A National Bestseller or is it?
The move by the Swiss central bank on Thursday January 15th that we detailed in last week’s dispatch, to give up its peg against the euro looks to have been a seminal moment in the currency war as the race to the bottom by global central banks is back on. There has been a call to arms since the Swiss move with no less than nine central banks making moves. Six central banks surprised the markets with an interest rate cut – Canada (http://bit.ly/1yHJaII), Denmark, Egypt, India, Peru, and Turkey. South Africa’s central bank surprised the markets with a strong shift from neutral to dovish tilt. The central bank of China added stimulus via liquidity injections and the ECB unleashed its long awaited QE which will inject about €60 billion per month until September 2016.
The ECB’s move received the lion’s share of the media coverage given that it is one of the three most prominent central banks next to the BOJ and the Fed.
We took an informal survey on the trading desk asking the dealers which currency they thought was the worst performer for the week and overwhelmingly they all thought that the euro was the worst performer. As you can see from the performance chart, the euro was in the middle of the pack – that’s what media headlines do, they shape your opinion. The euro was in the middle of the pack because much of what the ECB was already priced in while the move by the Bank of Canada was a much bigger surprise to the markets. Notice how the worst performers were the AUD and NZD and they didn’t make any monetary moves. Speculators sold down the AUD and NZD because they expect that Reserve Bank of Australia and the Reserve Bank of New Zealand will respond in a similar way. The market is now pricing in two rate cuts by the RBA in 2015 and they expect that the RBNZ will give up its hawkish position and keep rates on hold.

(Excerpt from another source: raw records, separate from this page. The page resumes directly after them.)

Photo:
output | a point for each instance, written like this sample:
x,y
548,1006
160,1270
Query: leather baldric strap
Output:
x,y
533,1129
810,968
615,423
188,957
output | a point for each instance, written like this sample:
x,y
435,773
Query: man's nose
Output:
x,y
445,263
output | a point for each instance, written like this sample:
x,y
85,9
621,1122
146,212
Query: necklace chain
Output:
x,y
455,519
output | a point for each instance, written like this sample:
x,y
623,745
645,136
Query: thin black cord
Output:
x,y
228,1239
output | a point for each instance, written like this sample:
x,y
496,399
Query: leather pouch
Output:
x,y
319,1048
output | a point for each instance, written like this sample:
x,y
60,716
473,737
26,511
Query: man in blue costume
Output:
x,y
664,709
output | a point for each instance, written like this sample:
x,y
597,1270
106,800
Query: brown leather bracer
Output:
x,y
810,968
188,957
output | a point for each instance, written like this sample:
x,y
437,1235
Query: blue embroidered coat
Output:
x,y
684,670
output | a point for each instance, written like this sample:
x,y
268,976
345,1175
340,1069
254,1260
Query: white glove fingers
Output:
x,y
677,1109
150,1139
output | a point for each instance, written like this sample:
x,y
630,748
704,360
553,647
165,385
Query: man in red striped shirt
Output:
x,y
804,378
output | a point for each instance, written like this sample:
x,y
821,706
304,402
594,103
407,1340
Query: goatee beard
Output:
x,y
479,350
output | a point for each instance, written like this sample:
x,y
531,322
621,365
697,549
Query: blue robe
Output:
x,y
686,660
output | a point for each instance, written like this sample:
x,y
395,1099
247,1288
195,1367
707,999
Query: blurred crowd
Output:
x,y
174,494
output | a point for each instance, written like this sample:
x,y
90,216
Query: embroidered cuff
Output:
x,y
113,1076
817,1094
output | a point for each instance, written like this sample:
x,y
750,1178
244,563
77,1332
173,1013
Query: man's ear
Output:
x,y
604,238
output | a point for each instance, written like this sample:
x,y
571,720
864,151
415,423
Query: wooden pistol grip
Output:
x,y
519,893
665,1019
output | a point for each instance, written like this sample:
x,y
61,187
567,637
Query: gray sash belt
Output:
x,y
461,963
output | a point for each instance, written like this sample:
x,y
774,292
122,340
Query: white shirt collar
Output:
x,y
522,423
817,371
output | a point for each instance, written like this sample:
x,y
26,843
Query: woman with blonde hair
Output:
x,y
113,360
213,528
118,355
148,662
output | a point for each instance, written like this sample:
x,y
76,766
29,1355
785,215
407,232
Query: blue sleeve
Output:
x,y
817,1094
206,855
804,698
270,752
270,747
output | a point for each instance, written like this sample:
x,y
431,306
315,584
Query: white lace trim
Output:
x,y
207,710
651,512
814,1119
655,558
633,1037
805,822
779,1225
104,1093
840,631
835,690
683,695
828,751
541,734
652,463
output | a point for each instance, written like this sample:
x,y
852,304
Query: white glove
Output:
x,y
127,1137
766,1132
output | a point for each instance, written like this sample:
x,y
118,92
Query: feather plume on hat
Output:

Why are these central banks easing monetary policies? In a single word: deflation. Look at the weekly chart of the CRB index, which represents 28 commodities. It has now fallen to a level not seen since 2009. Central banks fear deflation; it is a lot more difficult to deal with then inflation. This makes perfect sense as you can always raise interest rates and curtail monetary stimulus to combat inflation but what do you do when you can’t cut interest rates anymore to fight deflation. We’re afraid that the real answer is that central banks can’t fight deflation because it is caused by the lack of aggregate demand. In our opinion, the lack of aggregate demand is best addressed by letting the capitalistic system work – let companies fail to find the equilibrium. If central planners insist in addressing the lack of demand they should give money directly to the public instead of giving it to the bankers via QE – it seems obvious that the trickle down effects of QE hasn’t been able to boost inflation. Giving funds directly to the public will cause them to spend it thereby spurring inflation.
As more central banks ease monetary policy, the hawkish bias of the Fed will make the USD more attractive to global investors. This week’s Fed policy statement on Wednesday will be scrutinized for any subtle changes. The market will be looking to see if the Fed telegraphs any change in the timing of its first rate hike. Any change that pushes the rate hike further out would give the market a reason to sell the USD. Until then, look for the USD to continue to push higher against all currencies.